His boots echoed on the Thousand Winds Temple stone; Traveler must have cleared out the ruin guard here again. It was silent beyond the wind brushing against the stone and the distant sound of water hitting the rocks.
Waiting for a moment, listening, he heard an echo of footsteps.
“Kaeya.” Kaeya only faintly recognized the voice and face, but it was enough.
His birth father.
There were two flanking him, their heads covered with robes.
“I did,” Kaeya stated curtly.
The man looked surprised by the reply.
Kaeya withheld a snort; It had been over a decade since the abandonment, and his birth father was distant in the little memories he had of the man.
“Your mission is nearly done, son. We just need your reports, then you may return home.” His birth father said, almost kind about it.
Kaeya didn’t hesitate, he had made up his mind a long time ago. “No.”
Yes, he had been born for this, to be a spy, to be a sleeper agent, but Kaeya burned whatever reports he had written on what they had considered his 13th birthday.
He would be the one to choose what he would die for.
“No?” echoed back at him. They never accounted for the fact he could say no. Foolish, really.
“No,” Kaeya smirked, “I will die before you get anything from me.”
“You dare spit on your duty, on our people,” one of the robbed figures spat.
“I was eight years old when you abandoned me to be a child spy, what people?” Kaeya pushed back.
As an adult, with Klee, Bennett, and the host of other kids that had decided he was a safe adult, he couldn’t fathom treating them like his people did him.
“We were desperate,” they threw at him as if it justified anything.
Kaeya snorted, “No. It has been 5 centuries since the Cataclysm, and now you wish to wage war with innocent lives that did not do Khaenri’ah wrong. A war with the wrong people is no war at all. You wanted power and revenge, and you would use children to get it, and for that, my answer is no.”
“Failure of the mission means we will execute you,” his birth father threatened.
“You think death scares me?” Kaeya kept his body loose as the robed figures grabbed him and pushed him to the ground.

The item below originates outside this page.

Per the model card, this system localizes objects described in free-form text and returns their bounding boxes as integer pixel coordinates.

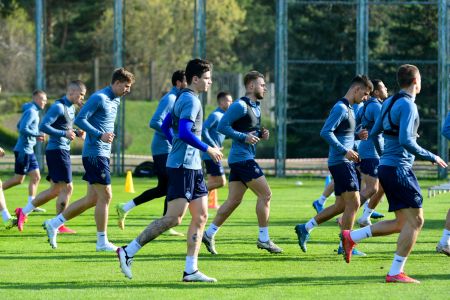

“We will get the information we want, then execution for your desertion.” Whatever facade the man had dropped, now he just sounded disappointed, as if just Kaeya was a failed recipe.
Kaeya opened both eyes for the first time in a decade and stared up at his birth father, smirking, “Too late,” he had accepted that this was his expiration date over a decade ago.
Kaeya surprised them by falling backward out of the hands holding him, rolling to his feet, and letting his stiletto slip from his sleeve to his hand.
The three dropped into a fighting stance, but Kaeya wasn’t planning on fighting.
Flipping the stiletto around, “I may have been born for your grand plan, but I get to choose how I die,” was the final thing he said before the other three understood what he was doing. The dagger was up and slashing his throat. Dropping the blade, he dropped to his knees and felt blood soak his shirt.
“Wasteful,” the man spat.
Kaeya smiled, hearing the frustration. He gave the people he cared about more time. Hopefully, they are able to make the most of it.
Black encroached on his vision, and he knew he fell over because he could see the stars again, though much less vibrant as dawn was about to break.
He began counting the stars.
Distantly he heard a roar, crackling of lightning and blades meeting, but he had nothing left to think about why. He felt himself slip further away. He could no longer see the stars. Perhaps dawn had finally come hiding the stars once again.
“-orry, Sorry,” Diluc. It jolted him from slipping away for a moment. How? Why?
Kaeya felt something warm press into his throat, then it burned, getting hotter and hotter.
The pain crashed into him, and Kaeya knew nothing else.